5

Code:

from airflow.models import BaseOperator
from airflow.utils.decorators import apply_defaults
from airflow.providers.google.cloud.hooks.gcs import GCSHook


class GCSUploadOperator(BaseOperator):
    @apply_defaults
    def __init__(
        self,
        bucket_name,
        target_file_name,
        data_as_str,
        gcp_conn_id="google_cloud_default",
        *args,
        **kwargs,
    ):
        super(GCSUploadOperator, self).__init__(*args, **kwargs)
        self.bucket_name = bucket_name
        self.data_as_str = data_as_str
        self.gcp_conn_id = gcp_conn_id
        self.target_file_name = target_file_name

    def execute(self, context):
        hook = GCSHook(self.gcp_conn_id)
        hook.upload(
            bucket_name=self.bucket_name,
            object_name=context["execution_date"].strftime(
                f"year=2022/month=%m/day=%d/{self.target_file_name}"
            ),
            data=self.data_as_str,
        )

numbers = PythonOperator(task_id="numbers", python_callable=lambda: "abcde")
gcs = GCSUploadOperator(
    task_id="upload_content_to_GCS",
    bucket_name=BUCKET_NAME,
    target_file_name=f"{STORE_KEY_CONTENT}.json",
    data_as_str=?????????,   # I need to pass a string result of previous task
)

What I've tried for data_as_str:

    gcs = GCSUploadOperator(
        task_id="upload_content_to_GCS",
        bucket_name=BUCKET_NAME,
        target_file_name=f"{STORE_KEY_CONTENT}.json",
        data_as_str=numbers
    )
    --> TypeError: <Task(PythonOperator): numbers> could not be converted to bytes

    gcs = GCSUploadOperator(
        task_id="upload_content_to_GCS",
        bucket_name=BUCKET_NAME,
        target_file_name=f"{STORE_KEY_CONTENT}.json",
        data_as_str=numbers.output
    )
    --> TypeError: <airflow.models.xcom_arg.XComArg object at 0x7f6e8ed76760> could not be converted to bytes

Any idea?

user3595632
  • 5,380
  • 10
  • 55
  • 111

1 Answers1

5

To make it work, you have to define the field you are expecting in your Operator as a template_field.
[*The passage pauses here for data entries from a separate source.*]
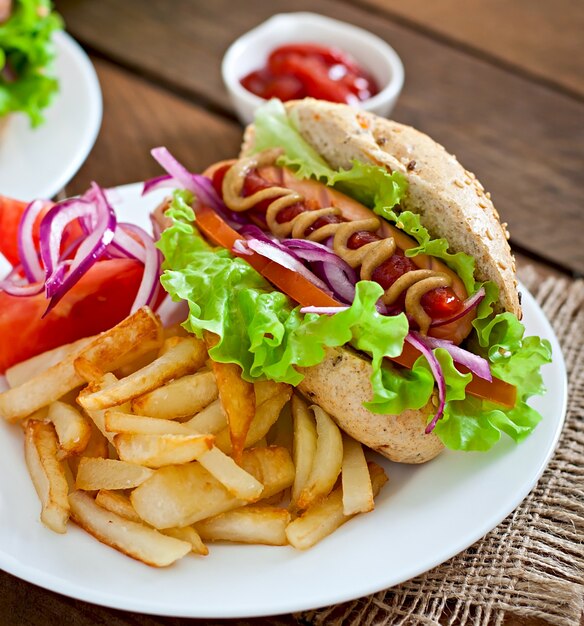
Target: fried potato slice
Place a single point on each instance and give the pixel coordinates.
(48, 475)
(304, 447)
(126, 423)
(239, 483)
(187, 356)
(356, 481)
(181, 397)
(56, 381)
(328, 459)
(73, 430)
(265, 416)
(326, 515)
(121, 505)
(180, 495)
(159, 450)
(237, 397)
(97, 473)
(250, 524)
(136, 540)
(211, 419)
(25, 370)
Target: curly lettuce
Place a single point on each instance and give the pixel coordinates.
(26, 55)
(263, 332)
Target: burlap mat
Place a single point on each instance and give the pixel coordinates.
(532, 564)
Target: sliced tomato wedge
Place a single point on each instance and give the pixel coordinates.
(100, 300)
(305, 293)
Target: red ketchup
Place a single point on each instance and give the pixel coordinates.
(309, 70)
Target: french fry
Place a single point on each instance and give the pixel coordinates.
(182, 397)
(159, 450)
(237, 397)
(266, 415)
(118, 422)
(211, 419)
(97, 473)
(54, 382)
(25, 370)
(237, 481)
(304, 445)
(97, 447)
(73, 430)
(180, 495)
(187, 356)
(325, 516)
(117, 503)
(250, 524)
(48, 476)
(327, 460)
(136, 540)
(190, 535)
(356, 481)
(121, 505)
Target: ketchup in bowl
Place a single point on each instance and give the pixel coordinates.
(309, 70)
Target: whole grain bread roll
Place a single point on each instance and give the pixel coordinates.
(452, 204)
(451, 201)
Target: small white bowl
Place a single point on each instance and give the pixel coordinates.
(250, 52)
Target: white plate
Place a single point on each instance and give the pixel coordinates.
(425, 515)
(37, 163)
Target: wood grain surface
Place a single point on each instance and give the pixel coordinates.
(525, 140)
(525, 35)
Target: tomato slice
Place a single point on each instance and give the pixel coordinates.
(305, 293)
(100, 300)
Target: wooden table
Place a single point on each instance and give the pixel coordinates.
(500, 84)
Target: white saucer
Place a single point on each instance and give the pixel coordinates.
(37, 163)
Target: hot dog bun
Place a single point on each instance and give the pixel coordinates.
(450, 200)
(451, 203)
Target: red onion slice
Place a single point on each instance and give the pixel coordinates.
(91, 250)
(285, 259)
(438, 374)
(150, 285)
(27, 250)
(467, 305)
(476, 364)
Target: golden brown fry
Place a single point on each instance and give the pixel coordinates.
(328, 459)
(182, 397)
(211, 419)
(48, 476)
(73, 430)
(237, 397)
(59, 379)
(121, 505)
(160, 450)
(304, 445)
(237, 481)
(356, 481)
(126, 423)
(96, 473)
(250, 524)
(325, 516)
(186, 357)
(25, 370)
(136, 540)
(180, 495)
(266, 415)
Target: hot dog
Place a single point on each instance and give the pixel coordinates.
(284, 209)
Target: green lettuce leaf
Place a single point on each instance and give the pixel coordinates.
(26, 55)
(258, 327)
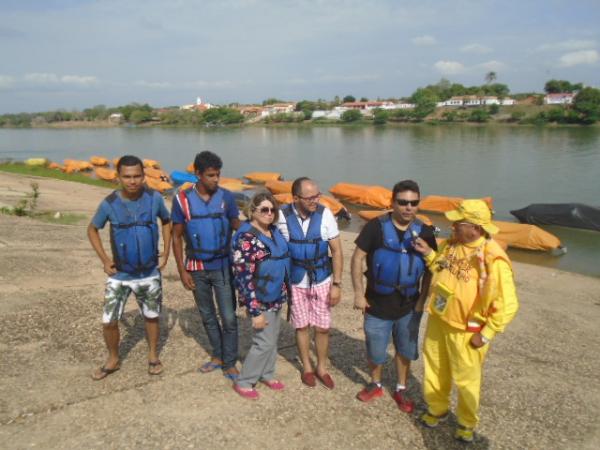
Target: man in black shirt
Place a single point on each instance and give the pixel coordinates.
(397, 286)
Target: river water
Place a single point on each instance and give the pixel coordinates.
(515, 165)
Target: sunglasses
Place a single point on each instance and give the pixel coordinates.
(402, 202)
(314, 198)
(266, 210)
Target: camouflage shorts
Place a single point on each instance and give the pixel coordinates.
(148, 293)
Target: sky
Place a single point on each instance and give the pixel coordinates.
(73, 54)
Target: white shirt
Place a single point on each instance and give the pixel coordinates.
(329, 231)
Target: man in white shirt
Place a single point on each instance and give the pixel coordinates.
(312, 232)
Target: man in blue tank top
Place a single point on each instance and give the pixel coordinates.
(312, 232)
(204, 216)
(397, 286)
(135, 265)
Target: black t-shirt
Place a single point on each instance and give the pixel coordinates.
(393, 306)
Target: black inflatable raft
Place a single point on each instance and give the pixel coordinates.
(575, 215)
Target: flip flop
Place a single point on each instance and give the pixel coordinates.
(103, 373)
(153, 365)
(209, 367)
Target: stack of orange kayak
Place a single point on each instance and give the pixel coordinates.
(105, 173)
(72, 165)
(529, 237)
(372, 213)
(440, 203)
(262, 177)
(99, 161)
(374, 196)
(335, 206)
(279, 187)
(151, 163)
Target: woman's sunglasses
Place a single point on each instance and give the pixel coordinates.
(266, 210)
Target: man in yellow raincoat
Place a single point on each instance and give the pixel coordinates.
(472, 297)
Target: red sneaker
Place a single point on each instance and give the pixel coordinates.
(404, 403)
(370, 392)
(308, 378)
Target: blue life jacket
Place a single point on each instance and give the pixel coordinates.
(134, 239)
(208, 231)
(397, 266)
(309, 253)
(273, 271)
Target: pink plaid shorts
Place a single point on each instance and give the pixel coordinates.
(310, 306)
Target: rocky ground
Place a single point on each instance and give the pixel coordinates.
(541, 387)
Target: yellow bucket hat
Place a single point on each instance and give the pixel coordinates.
(476, 212)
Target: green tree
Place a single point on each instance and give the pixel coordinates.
(380, 116)
(587, 104)
(352, 115)
(490, 77)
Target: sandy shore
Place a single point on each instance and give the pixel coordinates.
(541, 387)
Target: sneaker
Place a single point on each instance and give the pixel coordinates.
(404, 403)
(308, 378)
(463, 434)
(249, 393)
(431, 421)
(370, 392)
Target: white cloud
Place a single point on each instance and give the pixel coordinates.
(6, 82)
(449, 67)
(153, 84)
(569, 45)
(52, 79)
(475, 48)
(493, 66)
(423, 41)
(79, 80)
(580, 57)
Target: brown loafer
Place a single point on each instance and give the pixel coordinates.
(326, 380)
(308, 378)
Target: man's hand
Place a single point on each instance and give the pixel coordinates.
(259, 322)
(360, 302)
(162, 261)
(187, 280)
(109, 267)
(477, 341)
(421, 246)
(335, 295)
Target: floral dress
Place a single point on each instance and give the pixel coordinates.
(248, 251)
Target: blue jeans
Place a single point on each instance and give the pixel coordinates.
(223, 337)
(405, 331)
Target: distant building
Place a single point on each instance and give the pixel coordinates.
(278, 108)
(476, 100)
(562, 98)
(198, 106)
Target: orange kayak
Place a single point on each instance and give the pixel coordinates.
(525, 236)
(335, 206)
(440, 203)
(73, 165)
(158, 174)
(374, 196)
(158, 184)
(151, 163)
(262, 177)
(372, 213)
(105, 174)
(279, 187)
(99, 161)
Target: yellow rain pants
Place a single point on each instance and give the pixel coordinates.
(449, 357)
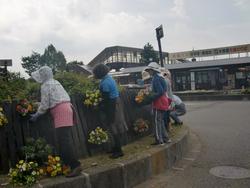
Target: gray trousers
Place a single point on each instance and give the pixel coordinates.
(160, 131)
(178, 111)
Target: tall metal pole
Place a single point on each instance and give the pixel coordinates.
(159, 35)
(160, 51)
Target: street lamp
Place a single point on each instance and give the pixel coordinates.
(159, 35)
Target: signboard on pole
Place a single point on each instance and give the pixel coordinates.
(5, 62)
(210, 52)
(159, 32)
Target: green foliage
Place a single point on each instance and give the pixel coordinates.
(25, 174)
(36, 150)
(31, 63)
(51, 57)
(148, 54)
(76, 83)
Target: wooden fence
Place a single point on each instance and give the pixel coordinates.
(13, 136)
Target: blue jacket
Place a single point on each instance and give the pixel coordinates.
(159, 86)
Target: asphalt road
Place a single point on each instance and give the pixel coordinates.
(223, 131)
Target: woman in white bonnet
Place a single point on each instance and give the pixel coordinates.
(167, 76)
(55, 99)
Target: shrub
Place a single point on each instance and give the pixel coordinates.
(36, 150)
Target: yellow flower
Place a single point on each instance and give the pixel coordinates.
(57, 158)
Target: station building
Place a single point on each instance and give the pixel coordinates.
(209, 69)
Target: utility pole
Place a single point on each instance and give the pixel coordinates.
(159, 35)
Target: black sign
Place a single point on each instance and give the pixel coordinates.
(5, 62)
(159, 32)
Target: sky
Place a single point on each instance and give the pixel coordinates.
(81, 29)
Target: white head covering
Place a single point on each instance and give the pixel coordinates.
(153, 66)
(165, 72)
(43, 74)
(52, 92)
(145, 75)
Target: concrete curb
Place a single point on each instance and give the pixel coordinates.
(214, 97)
(129, 173)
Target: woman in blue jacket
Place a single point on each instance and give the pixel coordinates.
(160, 103)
I made this working example:


class CustomDummyOperator(BaseOperator):
    template_fields = ('msg_from_previous_task',)

    @apply_defaults
    def __init__(self,
                 msg_from_previous_task,
                 *args, **kwargs) -> None:
        super(CustomDummyOperator, self).__init__(*args, **kwargs)
        self.msg_from_previous_task = msg_from_previous_task

    def execute(self, context):
        print(f"Message: {self.msg_from_previous_task}")

DAG:

dag = DAG(
    'xcom_arg_custom_op',
    schedule_interval="@once",
    start_date=days_ago(2),
    default_args={'owner': 'airflow'},
    tags=['example'],
    catchup=False

)

def return_a_str():
    return "string_value_from_op1"

task_1 = PythonOperator(
    task_id='task_1',
    dag=dag,
    python_callable=return_a_str,
)

task_2 = CustomDummyOperator(
    task_id='task_2',
    dag=dag,
    msg_from_previous_task=task_1.output
)

task_1 >> task_2

Output log:

[2021-05-25 13:51:50,848] {taskinstance.py:1255} INFO - Exporting the following env vars:
AIRFLOW_CTX_DAG_OWNER=airflow
AIRFLOW_CTX_DAG_ID=xcom_arg_custom_op
AIRFLOW_CTX_TASK_ID=task_2
AIRFLOW_CTX_EXECUTION_DATE=2021-05-23T00:00:00+00:00
AIRFLOW_CTX_DAG_RUN_ID=backfill__2021-05-23T00:00:00+00:00
Message: string_value_from_op1

Under the hood we are using the str() method of XComArg which provides backward compatibility for regular ("none-Taskflow") Operators.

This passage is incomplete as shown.